WinMLRunner
WinMLRunner is a tool to test if a model runs successfully when evaluated with the Windows ML APIs. You can also capture evaluation time and memory usage on the GPU and/or CPU. Models in .onnx or .pb format can be evaluated where the input and output variables are tensors or images. There are 2 ways you can use WinMLRunner:
- Download the command-line python tool.
- Use within the WinML Dashboard. For more information see the WinML Dashboard documentation
Run a Model
First, open the downloaded Python tool. Navigate to the folder containing WinMLRunner.exe, and run the executable as shown below. Make sure to replace the installation location with what matches yours:
.\WinMLRunner.exe -model SqueezeNet.onnx
You can also run a folder of models, with a command such as the following.

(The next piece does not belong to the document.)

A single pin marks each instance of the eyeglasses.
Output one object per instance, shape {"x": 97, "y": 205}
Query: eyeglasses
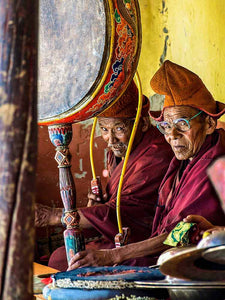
{"x": 180, "y": 124}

WinMLRunner.exe -folder c:\data -perf -iterations 3 -CPU`\
Running a good model
Below is an example of running a model successfully. Notice how first the model loads and outputs model metadata. Then the model runs on the CPU and GPU separately, outputting the binding success, evaluation success, and model output.
Running a bad model
Below is an example of running a model with incorrect parameters. Notice the FAILED output when evaluating on GPU.
Device selection and optimization
By default, the model runs on the CPU and GPU separately, but you can specify a device with a -CPU or -GPU flag. Here is an example of running a model 3 times using only the CPU:
WinMLRunner.exe -model c:\data\concat.onnx -iterations 3 -CPU
Log performance data
Use the -perf flag to capture performance data. Here is an example of running all the models in the data folder on the CPU and GPU separately 3 times and capturing performance data:
WinMLRunner.exe -folder c:\data iterations 3 -perf
Performance measurements
The following performance measurements will be output to the command-line and .csv file for each load, bind, and evaluate operation:
- Wall-clock time (ms): the elapsed real time between the beginning and end of an operation.
- GPU time (ms): time for an operation to be passed from CPU to GPU and execute on the GPU (note: Load() is not executed on the GPU).
- CPU time (ms): time for an operation to execute on the CPU.
- Dedicated and Shared Memory Usage (MB): Average kernel and user-level memory usage (in MB) during evaluate on the CPU or GPU.
- Working Set Memory (MB): The amount of DRAM memory that the process on the CPU required during evaluation. Dedicated Memory (MB) - The amount of memory that was used on the VRAM of the dedicated GPU.
- Shared Memory (MB): The amount of memory that was used on the DRAM by the GPU.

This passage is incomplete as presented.